Da questo cortocircuito nascono le figure dei martiri cristiani con la famosa frase Semen est sanguis christianoru, e cioè il sangue dei cristiani è semenza di nuovi cristiani. In Blade Runner, Roy Batty è il vettore narrativo che mette in crisi e dichiara ormai l’evoluzione incontrollata del genere umano, ed è un vero martire nell’attimo in cui, completamente nudo, inizia a rivolgersi ad Harrison Ford con frasi incomprensibili che tuttavia esaltano il valore e la forza della propria umanità. Il termine “martirio” viene dal greco martyr, che vuol dire testimone; Batty diventa colui che dà testimonianza della propria fede nell’umanità, in un presente, come alla nascita del Cristianesimo, che è già diventato futuro. Giustamente lo studioso Frank Lafond analizza l’ultima scena individuando a livello di azione spazio-temporale una calata del tono rispetto all’intero film, viceversa emotivamente il tema della colomba, che Batty tiene tra le mani per poi lasciarla volare via, diventa simbolicamente l’anima di cui era provvisto il replicante o forse, continua Lafond, serve a dipingere Batty come un nuovo Cristo. Una finezza analitica quest’ultima, che tuttavia resta a metà strada quando scopriamo che nel romanzo di Philip Dick il robot viene brutalmente ucciso con una pistola e fatto a mille pezzi; nel film invece il corpore sano diventa vettore metaforico e più che evocare il Cristo, fattosi carne ma tornato con lo spirito dal Padre Celeste, potrebbe essere l’evocazione visiva del martirio come risposta umana (cristiana) alla violenza del caos postmoderno (Stato).

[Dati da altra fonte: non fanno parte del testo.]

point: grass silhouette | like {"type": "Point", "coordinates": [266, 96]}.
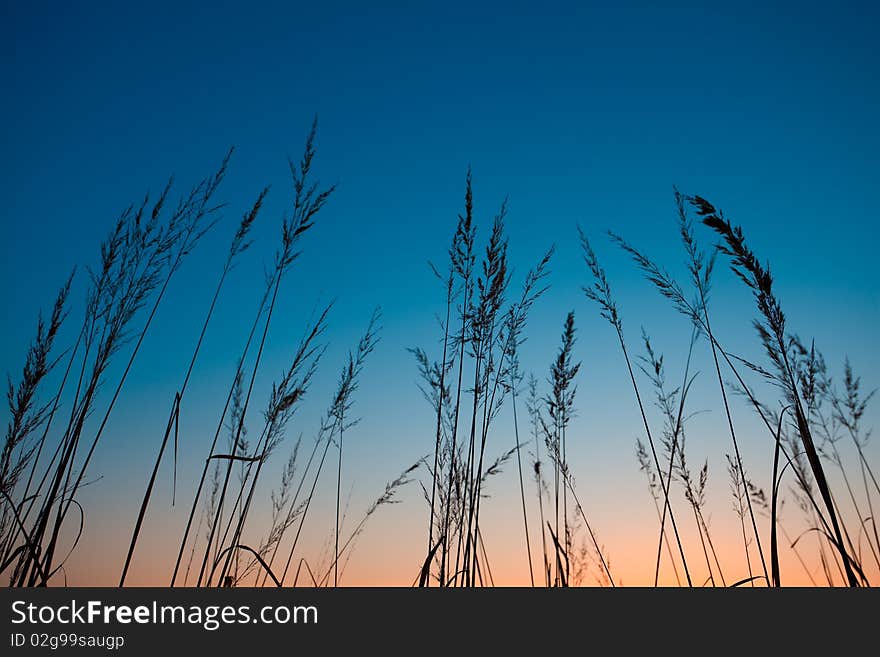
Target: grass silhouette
{"type": "Point", "coordinates": [50, 440]}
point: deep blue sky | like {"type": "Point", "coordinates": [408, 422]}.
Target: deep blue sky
{"type": "Point", "coordinates": [580, 113]}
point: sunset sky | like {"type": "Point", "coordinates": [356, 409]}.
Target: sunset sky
{"type": "Point", "coordinates": [580, 113]}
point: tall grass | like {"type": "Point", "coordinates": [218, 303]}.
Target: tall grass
{"type": "Point", "coordinates": [58, 417]}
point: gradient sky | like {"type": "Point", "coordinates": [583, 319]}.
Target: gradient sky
{"type": "Point", "coordinates": [581, 113]}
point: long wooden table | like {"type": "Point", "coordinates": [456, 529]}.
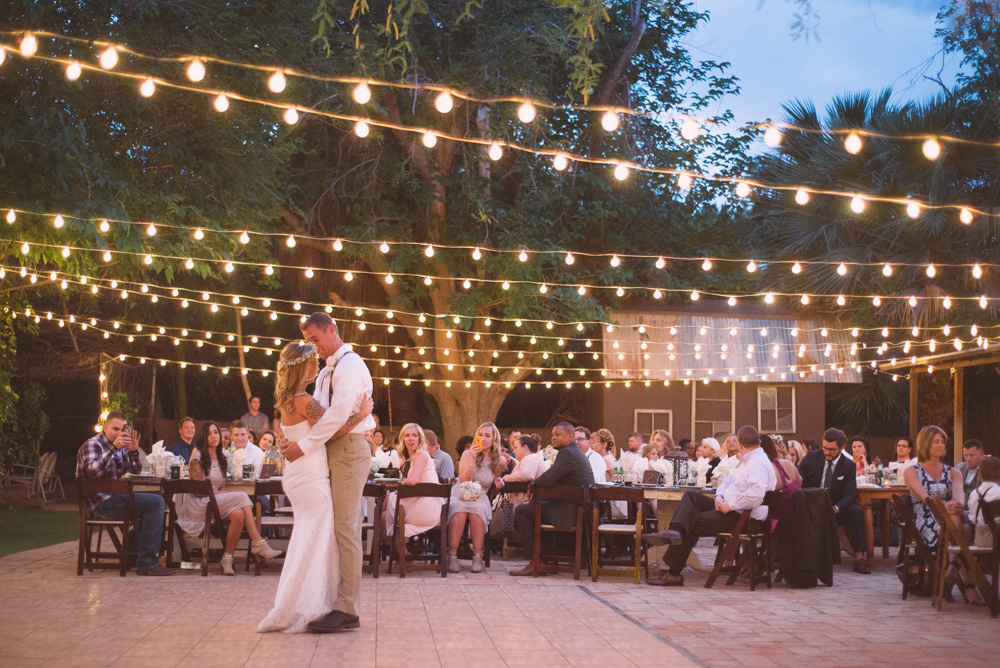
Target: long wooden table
{"type": "Point", "coordinates": [865, 497]}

Il cyborg di Prometheus strizza l’occhio ad una costruzione dell’immaginario che ha perso per strada l’ossessione, tipicamente anni Ottanta, della messinscena e dello smantellamento del corpo umano o del rapporto uomo-macchina, per concentrasi sull’univocità (comunque ambigua sia ben chiaro) dell’ essenza umana. L’appoggiarsi al mistero del mito di Prometeo in un lontano 2084, con un robot che percepisce il razzismo dell’uomo ed è androgino come Roy Batty (Fassbender chiama in causa David Bowie) assottiglia, opacizza, la riflessione sulla tecnologia per dare voce, e che si tratti di temi presi dall’esegesi cristiana o dalla mitologia greca poco cambia, al mistero cosmico dei limiti dell’uomo nell’affrontare la realtà terrena, e della patientia che bisogna avere nel tempo presente innanzi ad un’ingiustizia caotica che, in Blade Runner è postmoderna, mentre in Prometheus è alla ricerca di un punto di riferimento; quest’ultimo come afflato di speranza verso tutto ciò che è umano.